Platform Core Concepts

About Dynamic Pipelines

Unlike the pipelines created internally by many companies, Datastreamer allows you to create truly Dynamic Pipelines. A pipeline within Datastreamer is a Dynamic Pipeline as each component you use within the pipeline is interchangeable, self-sustaining, and configurable.

Every second, over 100,000 enrichment are done to over 50,000 documents in realtime through a customers’ Dynamic Pipeline.

Beneifts of Dynamic Pipelines

Dynamic Pipelines means that you can:

  • Build pipelines with multiple parts and complex routing in minutes. (So you can focus on your product, not your plumbing).
  • Add new enrichments or data sources without any integration effort. (So you can ship faster).
  • Full transparency and insight into the data pipelines operations. (So you can sleep better).
  • Avoid any data leakage or unnecessary data noise with unlimited pipelines, not jamming everything into one technical solution (So you can look 4-5 years ahead).

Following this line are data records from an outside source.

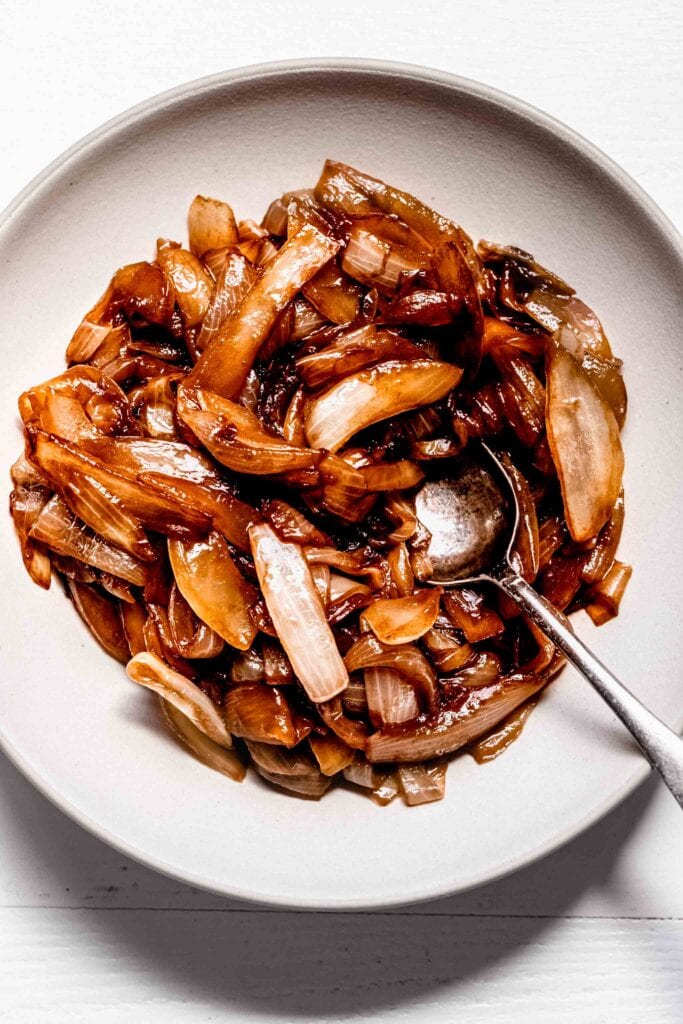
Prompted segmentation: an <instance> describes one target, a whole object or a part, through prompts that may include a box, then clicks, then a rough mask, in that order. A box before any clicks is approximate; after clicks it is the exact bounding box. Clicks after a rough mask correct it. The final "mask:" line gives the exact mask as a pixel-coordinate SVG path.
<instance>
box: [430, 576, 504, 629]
mask: <svg viewBox="0 0 683 1024" xmlns="http://www.w3.org/2000/svg"><path fill="white" fill-rule="evenodd" d="M443 609H444V611H445V613H446V614H447V616H449V618H450V620H451V622H452V623H453V625H454V626H456V627H457V628H458V629H459V630H462V631H463V633H464V634H465V637H466V639H467V640H468V641H469V642H470V643H477V642H478V641H479V640H487V639H488V638H489V637H495V636H499V635H500V634H501V633H503V631H504V630H505V626H504V624H503V622H502V620H501V617H500V615H498V614H497V613H496V612H495V611H494V609H493V608H489V607H488V606H487V605H486V603H485V601H484V599H483V597H482V596H481V595H480V594H478V593H477V592H476V591H474V590H471V589H470V588H469V587H452V588H451V589H450V590H445V591H444V592H443Z"/></svg>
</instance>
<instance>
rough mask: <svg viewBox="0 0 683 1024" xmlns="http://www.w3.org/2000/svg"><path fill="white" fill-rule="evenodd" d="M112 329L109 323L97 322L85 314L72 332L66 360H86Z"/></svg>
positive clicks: (73, 361) (87, 360)
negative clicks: (93, 322) (99, 323)
mask: <svg viewBox="0 0 683 1024" xmlns="http://www.w3.org/2000/svg"><path fill="white" fill-rule="evenodd" d="M111 330H112V325H111V324H97V323H93V322H92V321H90V319H88V317H87V316H86V317H85V318H84V319H82V321H81V323H80V324H79V326H78V327H77V328H76V331H75V332H74V336H73V338H72V340H71V341H70V342H69V346H68V348H67V361H68V362H88V361H89V360H90V359H91V358H92V356H93V355H94V354H95V352H96V351H97V349H98V348H99V346H100V345H101V344H102V342H103V341H104V339H105V338H106V336H108V334H109V333H110V331H111Z"/></svg>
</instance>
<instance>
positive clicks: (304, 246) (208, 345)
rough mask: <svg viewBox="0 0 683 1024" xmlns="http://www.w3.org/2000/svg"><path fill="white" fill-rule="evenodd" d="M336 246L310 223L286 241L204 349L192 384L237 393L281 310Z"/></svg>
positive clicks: (193, 375) (330, 258) (189, 380)
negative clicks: (206, 346)
mask: <svg viewBox="0 0 683 1024" xmlns="http://www.w3.org/2000/svg"><path fill="white" fill-rule="evenodd" d="M338 248H339V244H338V243H337V242H334V241H333V240H332V239H330V238H329V237H327V236H325V234H323V233H322V232H321V231H318V230H317V229H316V228H315V227H313V226H312V225H310V224H306V225H304V227H302V228H301V230H300V231H299V232H298V233H297V234H295V236H294V238H292V239H290V240H289V241H288V242H286V243H285V245H284V246H283V248H282V249H281V250H280V252H279V253H278V255H276V256H275V257H274V258H273V259H272V260H270V262H269V263H268V264H267V266H266V267H265V269H264V271H263V275H262V276H261V278H260V279H259V281H258V282H257V283H256V284H255V285H254V287H253V288H252V289H251V290H250V291H249V292H248V293H247V295H246V296H245V298H244V299H243V300H242V302H241V303H240V306H239V307H238V309H237V310H236V312H234V313H233V314H232V315H231V316H229V317H228V318H227V319H226V321H225V322H224V324H223V326H222V327H221V329H220V331H219V332H218V334H217V335H216V336H215V337H214V338H213V339H212V341H211V343H210V344H209V345H208V346H207V348H206V349H205V351H204V352H203V353H202V355H201V357H200V359H199V361H198V362H197V365H196V366H195V369H194V370H193V372H191V374H190V375H189V381H190V383H193V384H198V385H199V386H200V387H207V388H211V389H212V390H214V391H215V392H217V393H218V394H221V395H225V396H226V397H228V398H229V397H233V396H234V395H236V394H238V393H239V391H240V388H241V387H242V385H243V384H244V381H245V378H246V377H247V374H248V373H249V371H250V370H251V367H252V364H253V361H254V358H255V357H256V354H257V352H258V350H259V348H260V347H261V345H262V344H263V342H264V341H265V339H266V337H267V336H268V333H269V331H270V329H271V328H272V326H273V324H274V322H275V319H276V317H278V315H279V313H280V312H282V310H283V309H284V308H285V306H286V305H287V303H288V302H290V301H291V300H292V299H293V298H294V297H295V295H296V294H297V292H298V291H299V290H300V289H301V286H302V285H304V284H305V283H306V282H307V281H309V280H310V278H312V276H313V274H314V273H315V272H316V271H317V270H319V268H321V267H322V266H323V265H324V264H325V263H327V262H328V260H329V259H331V258H332V257H333V256H334V255H335V253H336V252H337V250H338Z"/></svg>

Anatomy of a Dynamic Pipeline

Each pipeline has 4 primary parts. These are support by the underlying platform, and comprehensive routing capabilities.

“Ingestion” or “Ingress”

This first part is how data gets into the pipeline. Datastreamer pipelines are able to connect to existing sources you work with (existing providers, internal stores of data, etc.). In addition to existing sources, the Datastreamer partner catalog is a great way to discover new data sources.


After data has been ingested, it can be in any format, structure, or size. Unify is a combination of capabilities that work to understand the existing state of the data and convert it to where it is required to be. (For example: a PDF may require OCR or table extractions, social content may require transforming, raw html may require boilerplate removal, etc.). Unify works to break the content to a JSON format, and matching the schema that you define. A special trick of Unify is its’ AI components. These AI elements can construct and fill missing metadata.


With many enrichments pre-integrated into Datastreamer’s pipelines, you can perform realtime preprocessing of the data. These enrichments can include NLP, AI, or even data cleanup processes. These enrichments can range from general sentiment detection, to translation, ChatGPT prompt execution, PII redaction, and more. Our platform catalog has a whole set of options.


Data has been tranformed, understood, and enriched; it now is ready for leaving the pipelines. Many options are present from direct database connections, Datastreamer’s own storage offering, or even into another pipeline for further processing and routing.

Data Routing:

In addition to the 4 main parts above, Datastreamer pipelines have the ability to add complex routing to send data down different paths (and even different pipelines) based on a number of capabilities. These can routing based on the document metadata, document properties, lucene queries looking within the document itself, and more. This routing can take place between any component.